Minim Anggaran Lingkungan
Sebagai daerah yang tingkat ekploitasi sumberdaya alam cukup tinggi dan pergeseran iklim akibat kerusakan lingkungan yang tinggi pula, Provinsi Riau dengan bekerjasama dengan pemerintah dibawahnya (kabupaten kota) juga menyepakati perbaikan dan pelestarian lingkungan sebagai prioritas pembangunan. Tak tanggung-tanggung, dalam Rencana Pembangunan Jangka Menengah (RPJMD) 2009-2013 di Priode Rusli Zainal sebagai kepala daerah menjadikan isu lingkungan kedalam misi dan tujuan pembangunan daerah. Dalam Misi dan tujuan pembangunan daerah dicantumkan “Meningkatkan kualitas lingkungan dan perlindungan lingkungan dengan memperbaiki, memperbaharui,m mempertahankan dan melestarikan lingkungan hidup di provinsi Riau”.
APBD Provinsi Riau yang sebagian besar bersumber dari pemanfatan sumber daya alam, yang dijadikan resourcepembangunan daerah, justur tidak memihak kepada pelestarian lingkungan sebagaimana disebutkan dalam rencana strategis pembangunan. Hal itu dilihat dari alokasi anggaran perbaikan dan pelestarian lingkungan dalam APBD sangat kecil, tercatat selama kurun waktu 2009-2013 Pemerintah provinsi Riau hanya mengalokasikan 1,03% dari total APBD. Bahkan semakin meningkatnya penerimaan daerah sebagai acuan belanja daerahnya, justru secara persentase alokasi anggaran untuk perbaikan dan pelestarian lingkungan semakin pengecil. Tahun 2009 alokasi angaran lingkungan di dua SKPD (Dinas Kehuatanan dan Badan Lingkungan Hidup), dengan APBD Rp. 4,2 Triliun dialokasi sebesar 1.17%. tahun 2012 dengan APBD sebesar Rp. 8,3 Triliun justu anggaran lingkungan secara persentase mengecil menjadi 0,85% saja.
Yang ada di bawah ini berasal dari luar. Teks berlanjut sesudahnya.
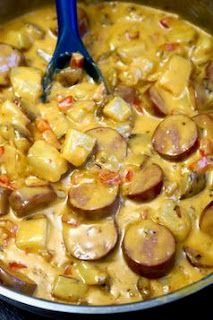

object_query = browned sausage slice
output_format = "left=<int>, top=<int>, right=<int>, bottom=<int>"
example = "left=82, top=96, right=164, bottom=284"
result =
left=63, top=218, right=118, bottom=260
left=152, top=115, right=198, bottom=161
left=0, top=43, right=24, bottom=86
left=0, top=261, right=37, bottom=295
left=124, top=164, right=163, bottom=201
left=69, top=170, right=119, bottom=219
left=148, top=86, right=169, bottom=117
left=87, top=127, right=127, bottom=162
left=200, top=201, right=213, bottom=237
left=9, top=187, right=56, bottom=217
left=123, top=220, right=176, bottom=278
left=0, top=187, right=11, bottom=216
left=184, top=246, right=213, bottom=268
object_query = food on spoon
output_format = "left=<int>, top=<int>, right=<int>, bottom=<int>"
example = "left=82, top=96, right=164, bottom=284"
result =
left=63, top=218, right=118, bottom=261
left=123, top=220, right=176, bottom=278
left=152, top=115, right=198, bottom=161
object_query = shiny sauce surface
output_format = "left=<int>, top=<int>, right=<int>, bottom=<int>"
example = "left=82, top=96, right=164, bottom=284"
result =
left=0, top=2, right=213, bottom=305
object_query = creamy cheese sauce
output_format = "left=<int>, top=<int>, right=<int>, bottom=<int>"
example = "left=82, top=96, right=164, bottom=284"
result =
left=0, top=2, right=213, bottom=305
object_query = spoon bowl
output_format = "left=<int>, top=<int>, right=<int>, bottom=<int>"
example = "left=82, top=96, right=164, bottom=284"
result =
left=41, top=0, right=106, bottom=102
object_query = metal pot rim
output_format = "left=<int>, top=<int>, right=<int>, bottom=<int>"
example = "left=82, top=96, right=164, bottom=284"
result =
left=0, top=274, right=213, bottom=314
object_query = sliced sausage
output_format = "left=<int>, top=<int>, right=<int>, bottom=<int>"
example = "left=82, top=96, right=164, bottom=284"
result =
left=123, top=220, right=176, bottom=278
left=87, top=127, right=127, bottom=163
left=152, top=115, right=198, bottom=161
left=63, top=218, right=118, bottom=260
left=200, top=201, right=213, bottom=237
left=148, top=86, right=169, bottom=117
left=180, top=171, right=206, bottom=199
left=114, top=85, right=137, bottom=104
left=69, top=170, right=119, bottom=219
left=0, top=43, right=24, bottom=86
left=9, top=186, right=56, bottom=217
left=184, top=246, right=213, bottom=268
left=193, top=113, right=213, bottom=139
left=0, top=187, right=11, bottom=216
left=124, top=164, right=163, bottom=201
left=0, top=261, right=37, bottom=295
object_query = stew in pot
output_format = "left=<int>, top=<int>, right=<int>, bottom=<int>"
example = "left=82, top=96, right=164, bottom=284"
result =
left=0, top=2, right=213, bottom=305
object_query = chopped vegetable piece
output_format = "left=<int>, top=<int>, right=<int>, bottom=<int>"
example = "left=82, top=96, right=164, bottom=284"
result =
left=28, top=140, right=68, bottom=182
left=159, top=55, right=192, bottom=96
left=38, top=102, right=69, bottom=139
left=16, top=218, right=47, bottom=252
left=10, top=67, right=42, bottom=104
left=0, top=100, right=30, bottom=137
left=103, top=97, right=131, bottom=122
left=62, top=129, right=96, bottom=167
left=76, top=261, right=109, bottom=286
left=52, top=276, right=88, bottom=302
left=0, top=186, right=11, bottom=216
left=0, top=261, right=37, bottom=295
left=10, top=187, right=56, bottom=217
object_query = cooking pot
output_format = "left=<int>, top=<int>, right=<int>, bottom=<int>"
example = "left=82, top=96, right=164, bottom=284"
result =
left=0, top=0, right=213, bottom=319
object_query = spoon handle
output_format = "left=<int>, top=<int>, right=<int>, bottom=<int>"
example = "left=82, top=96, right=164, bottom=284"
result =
left=56, top=0, right=79, bottom=37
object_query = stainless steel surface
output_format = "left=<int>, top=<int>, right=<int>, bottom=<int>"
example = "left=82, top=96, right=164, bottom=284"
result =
left=0, top=0, right=213, bottom=319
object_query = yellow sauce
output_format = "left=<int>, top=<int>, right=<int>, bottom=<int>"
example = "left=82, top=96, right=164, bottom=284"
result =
left=0, top=2, right=213, bottom=305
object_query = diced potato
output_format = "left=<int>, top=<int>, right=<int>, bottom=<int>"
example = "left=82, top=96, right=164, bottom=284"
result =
left=10, top=67, right=42, bottom=104
left=5, top=29, right=33, bottom=50
left=3, top=23, right=44, bottom=50
left=0, top=100, right=30, bottom=136
left=168, top=20, right=196, bottom=44
left=159, top=55, right=192, bottom=96
left=77, top=261, right=109, bottom=285
left=2, top=145, right=27, bottom=179
left=21, top=23, right=45, bottom=42
left=28, top=140, right=68, bottom=182
left=156, top=200, right=191, bottom=241
left=52, top=276, right=88, bottom=302
left=38, top=101, right=69, bottom=139
left=103, top=97, right=131, bottom=122
left=16, top=218, right=47, bottom=252
left=192, top=34, right=213, bottom=64
left=62, top=129, right=96, bottom=167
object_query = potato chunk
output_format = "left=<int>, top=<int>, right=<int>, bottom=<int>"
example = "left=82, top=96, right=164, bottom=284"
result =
left=103, top=97, right=131, bottom=122
left=62, top=129, right=96, bottom=167
left=77, top=261, right=109, bottom=286
left=0, top=100, right=30, bottom=136
left=10, top=186, right=56, bottom=218
left=16, top=218, right=47, bottom=252
left=10, top=67, right=42, bottom=104
left=52, top=276, right=88, bottom=302
left=38, top=101, right=69, bottom=139
left=159, top=55, right=192, bottom=96
left=28, top=140, right=68, bottom=182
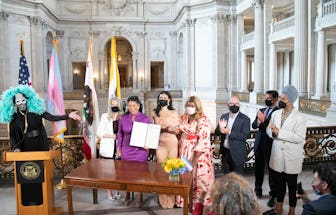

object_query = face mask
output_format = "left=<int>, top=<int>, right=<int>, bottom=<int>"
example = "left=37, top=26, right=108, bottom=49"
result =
left=187, top=107, right=196, bottom=115
left=111, top=107, right=119, bottom=113
left=279, top=101, right=286, bottom=108
left=229, top=105, right=239, bottom=113
left=312, top=184, right=322, bottom=195
left=15, top=93, right=27, bottom=111
left=265, top=99, right=272, bottom=107
left=159, top=99, right=168, bottom=107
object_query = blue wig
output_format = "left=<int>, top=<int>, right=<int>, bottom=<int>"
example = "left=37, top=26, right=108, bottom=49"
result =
left=0, top=85, right=46, bottom=123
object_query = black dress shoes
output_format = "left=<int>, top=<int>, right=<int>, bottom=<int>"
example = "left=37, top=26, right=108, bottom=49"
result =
left=267, top=196, right=275, bottom=208
left=263, top=209, right=282, bottom=215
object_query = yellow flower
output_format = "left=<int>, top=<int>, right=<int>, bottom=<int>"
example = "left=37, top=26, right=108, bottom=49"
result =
left=162, top=158, right=186, bottom=174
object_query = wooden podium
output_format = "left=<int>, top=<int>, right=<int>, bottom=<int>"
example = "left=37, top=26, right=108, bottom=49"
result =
left=3, top=150, right=62, bottom=215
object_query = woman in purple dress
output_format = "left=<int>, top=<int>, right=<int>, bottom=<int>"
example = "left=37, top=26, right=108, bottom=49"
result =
left=117, top=96, right=151, bottom=207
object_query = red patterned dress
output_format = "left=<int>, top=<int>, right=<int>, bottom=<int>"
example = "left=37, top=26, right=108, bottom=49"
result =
left=176, top=114, right=215, bottom=207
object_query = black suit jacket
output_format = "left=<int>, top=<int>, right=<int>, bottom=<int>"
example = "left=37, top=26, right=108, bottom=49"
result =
left=215, top=112, right=251, bottom=169
left=302, top=194, right=336, bottom=215
left=252, top=107, right=278, bottom=152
Anggaran lingkungan bisa dilihat di dua SKPD yaitu pada Dinas Kehutanan dan Badan Lingkungan Hidup. Tabel diatas menunjukkan anggaran APBD yang dialokasikan untuk perbaikan dan pelestarian hutan dan lingkungan selama 2009-2013. Secara umum anggaran yang dialokasin untuk Dinas kehutanan selama 2009-2013 Rp. 212,7 Milyar atau seara dengan 0,71% dari total APBD, dengan realisasi tahun 2009-2012 sebesar Rp. 135,9 Miliyar atau setara dengan 0,74% dari total realisasi anggaran tahun yang sama. Pada Badan lingkungan Hidup tahun 2009-2013 dianggarkan sebesar Rp. 92,1 Miliyar atau setara dengan 0,31% dari total APBD tahun yang sama. Sedangkan realisasi sebesar Rp. 55,3 Miliyar atau setara dengan 0,30% dari total realiasi APBD tahun 2009-2012.
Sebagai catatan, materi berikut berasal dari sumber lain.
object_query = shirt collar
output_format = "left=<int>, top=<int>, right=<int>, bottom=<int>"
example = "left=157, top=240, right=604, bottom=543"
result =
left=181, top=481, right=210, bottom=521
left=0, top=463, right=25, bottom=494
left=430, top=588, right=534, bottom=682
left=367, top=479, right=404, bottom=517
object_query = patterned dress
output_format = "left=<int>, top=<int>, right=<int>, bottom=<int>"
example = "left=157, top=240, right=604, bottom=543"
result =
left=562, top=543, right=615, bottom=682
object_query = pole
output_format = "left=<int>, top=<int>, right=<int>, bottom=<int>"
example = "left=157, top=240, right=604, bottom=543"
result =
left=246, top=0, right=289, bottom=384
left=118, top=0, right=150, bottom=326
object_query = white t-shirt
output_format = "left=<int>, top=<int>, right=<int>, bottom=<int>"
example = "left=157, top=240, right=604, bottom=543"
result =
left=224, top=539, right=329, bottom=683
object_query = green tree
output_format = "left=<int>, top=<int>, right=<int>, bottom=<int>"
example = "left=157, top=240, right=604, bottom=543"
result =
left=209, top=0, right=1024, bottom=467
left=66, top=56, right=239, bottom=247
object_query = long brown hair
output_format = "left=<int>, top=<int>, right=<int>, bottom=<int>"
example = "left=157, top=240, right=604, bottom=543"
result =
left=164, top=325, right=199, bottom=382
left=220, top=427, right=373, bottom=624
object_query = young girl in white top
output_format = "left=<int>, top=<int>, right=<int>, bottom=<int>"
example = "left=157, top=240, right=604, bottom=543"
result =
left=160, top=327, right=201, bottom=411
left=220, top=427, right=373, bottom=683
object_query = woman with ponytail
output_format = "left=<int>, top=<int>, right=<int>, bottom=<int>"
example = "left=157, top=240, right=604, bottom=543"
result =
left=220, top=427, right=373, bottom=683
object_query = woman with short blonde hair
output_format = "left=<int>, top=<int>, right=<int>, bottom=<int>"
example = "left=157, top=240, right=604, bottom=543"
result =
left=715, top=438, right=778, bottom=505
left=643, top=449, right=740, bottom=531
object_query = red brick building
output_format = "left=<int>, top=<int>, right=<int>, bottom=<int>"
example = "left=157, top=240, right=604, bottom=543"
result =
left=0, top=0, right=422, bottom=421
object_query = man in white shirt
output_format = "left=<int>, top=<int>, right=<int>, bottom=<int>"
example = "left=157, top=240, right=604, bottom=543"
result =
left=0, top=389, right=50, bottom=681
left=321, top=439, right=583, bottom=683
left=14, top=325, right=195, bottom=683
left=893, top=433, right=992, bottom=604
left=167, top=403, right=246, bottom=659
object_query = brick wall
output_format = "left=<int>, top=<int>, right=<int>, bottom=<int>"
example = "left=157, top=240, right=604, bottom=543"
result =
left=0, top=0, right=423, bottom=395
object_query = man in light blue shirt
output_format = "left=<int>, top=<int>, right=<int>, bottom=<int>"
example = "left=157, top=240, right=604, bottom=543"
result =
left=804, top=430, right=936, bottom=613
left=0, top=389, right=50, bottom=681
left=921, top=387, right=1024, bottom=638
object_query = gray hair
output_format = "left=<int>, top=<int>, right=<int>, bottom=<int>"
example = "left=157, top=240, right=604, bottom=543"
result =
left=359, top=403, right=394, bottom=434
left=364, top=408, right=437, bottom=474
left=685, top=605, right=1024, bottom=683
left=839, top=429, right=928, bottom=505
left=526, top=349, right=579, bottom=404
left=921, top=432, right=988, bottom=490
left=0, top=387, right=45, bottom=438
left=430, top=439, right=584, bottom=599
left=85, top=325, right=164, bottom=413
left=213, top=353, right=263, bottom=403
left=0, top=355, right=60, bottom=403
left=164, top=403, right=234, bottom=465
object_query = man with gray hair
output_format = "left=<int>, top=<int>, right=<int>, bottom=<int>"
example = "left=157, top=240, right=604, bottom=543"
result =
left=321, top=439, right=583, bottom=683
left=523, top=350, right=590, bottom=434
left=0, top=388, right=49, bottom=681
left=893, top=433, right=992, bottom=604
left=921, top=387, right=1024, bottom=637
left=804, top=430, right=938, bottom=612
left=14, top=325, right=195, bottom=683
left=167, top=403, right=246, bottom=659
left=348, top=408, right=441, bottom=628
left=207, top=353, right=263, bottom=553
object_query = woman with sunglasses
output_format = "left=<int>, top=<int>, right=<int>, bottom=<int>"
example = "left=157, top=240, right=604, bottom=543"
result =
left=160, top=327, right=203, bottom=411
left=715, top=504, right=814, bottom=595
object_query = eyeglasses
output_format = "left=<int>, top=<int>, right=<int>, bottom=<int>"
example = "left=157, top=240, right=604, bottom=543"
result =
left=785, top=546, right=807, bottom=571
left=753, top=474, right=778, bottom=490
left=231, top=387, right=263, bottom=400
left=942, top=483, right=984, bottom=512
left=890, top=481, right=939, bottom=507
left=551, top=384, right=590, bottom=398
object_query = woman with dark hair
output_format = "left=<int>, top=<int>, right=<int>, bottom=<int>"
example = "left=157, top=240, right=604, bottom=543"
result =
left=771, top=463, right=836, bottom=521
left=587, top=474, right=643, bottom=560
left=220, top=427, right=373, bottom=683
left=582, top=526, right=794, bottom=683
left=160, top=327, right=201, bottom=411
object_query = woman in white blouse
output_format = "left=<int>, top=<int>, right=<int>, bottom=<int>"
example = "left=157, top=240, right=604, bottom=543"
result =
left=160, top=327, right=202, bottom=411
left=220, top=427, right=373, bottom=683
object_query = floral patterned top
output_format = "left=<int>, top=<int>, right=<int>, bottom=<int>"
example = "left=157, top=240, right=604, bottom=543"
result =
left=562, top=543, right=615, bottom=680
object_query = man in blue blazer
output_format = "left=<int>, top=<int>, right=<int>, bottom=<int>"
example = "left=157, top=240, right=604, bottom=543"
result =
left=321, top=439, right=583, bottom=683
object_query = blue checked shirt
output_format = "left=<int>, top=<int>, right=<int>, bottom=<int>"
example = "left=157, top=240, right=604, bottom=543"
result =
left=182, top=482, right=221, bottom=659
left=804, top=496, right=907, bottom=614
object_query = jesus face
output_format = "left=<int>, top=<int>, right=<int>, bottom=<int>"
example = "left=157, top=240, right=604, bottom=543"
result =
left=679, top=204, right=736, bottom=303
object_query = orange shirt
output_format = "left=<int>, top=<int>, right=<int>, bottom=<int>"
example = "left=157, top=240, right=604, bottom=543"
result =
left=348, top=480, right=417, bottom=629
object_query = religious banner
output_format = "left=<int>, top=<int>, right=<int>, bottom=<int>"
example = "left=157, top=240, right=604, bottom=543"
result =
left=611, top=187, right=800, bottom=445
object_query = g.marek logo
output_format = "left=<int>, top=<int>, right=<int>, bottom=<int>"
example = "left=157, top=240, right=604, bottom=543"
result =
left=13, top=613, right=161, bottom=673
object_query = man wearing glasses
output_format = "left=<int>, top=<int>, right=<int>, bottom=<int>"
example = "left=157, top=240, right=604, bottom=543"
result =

Anggaran yang dialokasikan ke dua sektor lembaga ini (Dishut dan BLH), yang hanya 1,01% sepanjang tahun 2009-2013, ternyata tidak murni untuk keperluan program yang langsung di berikan kepada lingkungan (hutan, sungai, dan lain-lain). Sebagian besar alokasi anggaran yang diperuntukkan di dua lembaga ini untuk Gaji dan keperluan rutin kedinasan (Aparatur). Untuk Dinas kehutanan sepanjang tahun 2009-2013 dialokasikan anggaran sebesar Rp. 212, 7 Miliyar, ternyata 77,2% diperuntukkan untuk Gaji dan keperluan kedinasa. Begitu juga di BLH ditahun yang sama 60,2% alokasi anggaran diperuntukkan untuk gaji dan keperluan kedinasan.
Jika diakumulasikan (BLH+Dishut) alokasi anggaran selama kurun waktu 2009-2013 sebesar Rp. 304,9 Milyar 73,3% untuk keperluan Gaji Aparatur dan keperluan kedinasan (pakaian dinas, perjalanan dinas, mobil dinas, atk, listrik dll). Sebaliknya anggaran yang dialokasikan untuk keperluan program lingkungan di dua sektor tersebut hanya sebesar Rp. 27,7% dari total anggaran yang kedua SKPD tersebut. Jika dirincikan kembali maka alokasi anggaran yang diperuntukkan secara rill untuk kebutuhan perbaikan dan pelestarian lingkungan di dua SKPD tersebut (Pendidikan masyarakat, koorinasi, kebakaran hutan, sanitasi, dan upaya preventif hutan dan lingkungan), maka Priode kedua Rusli Zainal 2009-2013 hanya dilokasikan sebesar 0,29 % dati total APBD realisasi tahun 2000-2012.
Rekomendasi:
- Kasus – kasus kerusakan lingkungan tentu menjadi perhatian serius oleh pemerintah daerah sesuai dengan VISI daerah yang ada dalam RPJMD. Tentu didukung dengan anggaran yang maksimal dan mempunyai program – program yang jelas dan terukur hasilnya. Dalam kasus kebakaran hutan yang terus tejadi sepanjang tahun, pemerintah harus memberikan dorongan anggaran program sebagai antisipasi kebakaran hutan, dengan cara menambah program strategis pencegahan kebakaran hutan, dengan cara optimalisasi pengawasan dan pemberdayaan masyarakat dalam pengelolaan hutan. Tidak hanya dalam bentuk korrdinasi-koordinasi yang tidak jelas hasilnya. Mengalokasikan anggaran untuk membentuk sumber alternative penjegahan kebarakan hutan dan lahan serta memberikan subsidi kepada masyarakat yang diberikan izin mengelola lahan dengan tidak menggunakan cara membakar lahan.